EFTs will typically track an Index (FTSE100 , S&P500 etc) – but Investment Trusts are typically invested in a smaller, handpicked selection of companies or other assets/bonds/gold etc. As with all shares – their value can decrease as well as increase and you are at risk of loss.
Some popular UK based Investment Trusts include:- Scottish Mortgage Investment Trust (SMT), Edinburgh Worldwide Investment Trust , MONKS INVESTMENT TRUST and Templeton Emerging Markets Investment Trust
Since Brexit – it seems that a few of the UK investment trusts are not available on Degiro for Irish customers. We are not sure if this is a permanent charge.
SMT was still available on Etoro at the time of writing.

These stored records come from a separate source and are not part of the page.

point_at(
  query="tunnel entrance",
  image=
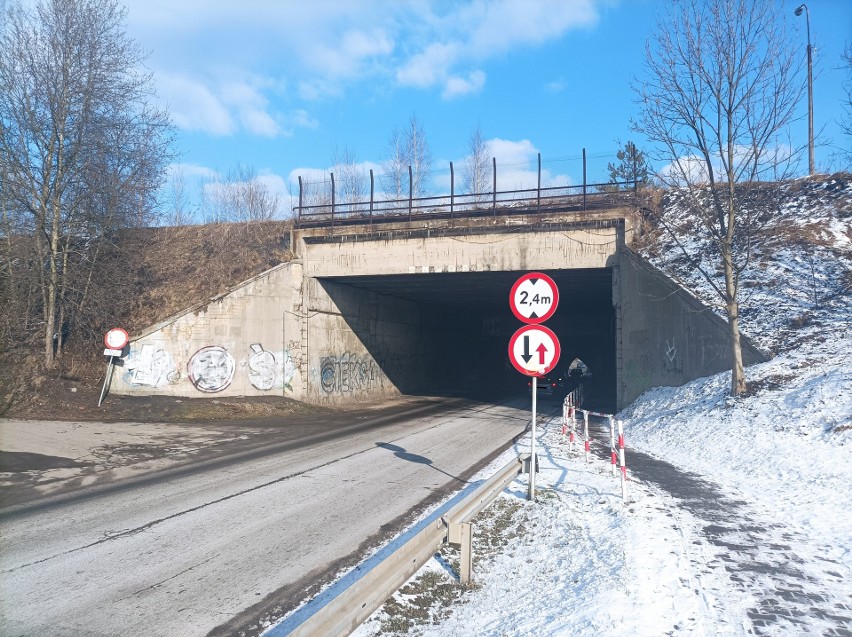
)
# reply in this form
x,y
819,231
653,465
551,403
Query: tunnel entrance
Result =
x,y
464,325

Taxation of Investment Trusts
If you buy shares in Investment Trusts – there are no specific guidelines from Revenue on how they are taxed in Ireland. But we understand that they are treated like any other share and that any dividend income will be taxed at your marginal rate of income tax and any gains will be taxed at the CGT tax rate of 33%. (First €1270 of gain a year is exempt).
Investment Trusts are NOT treated the same way as ETFs for tax purposes.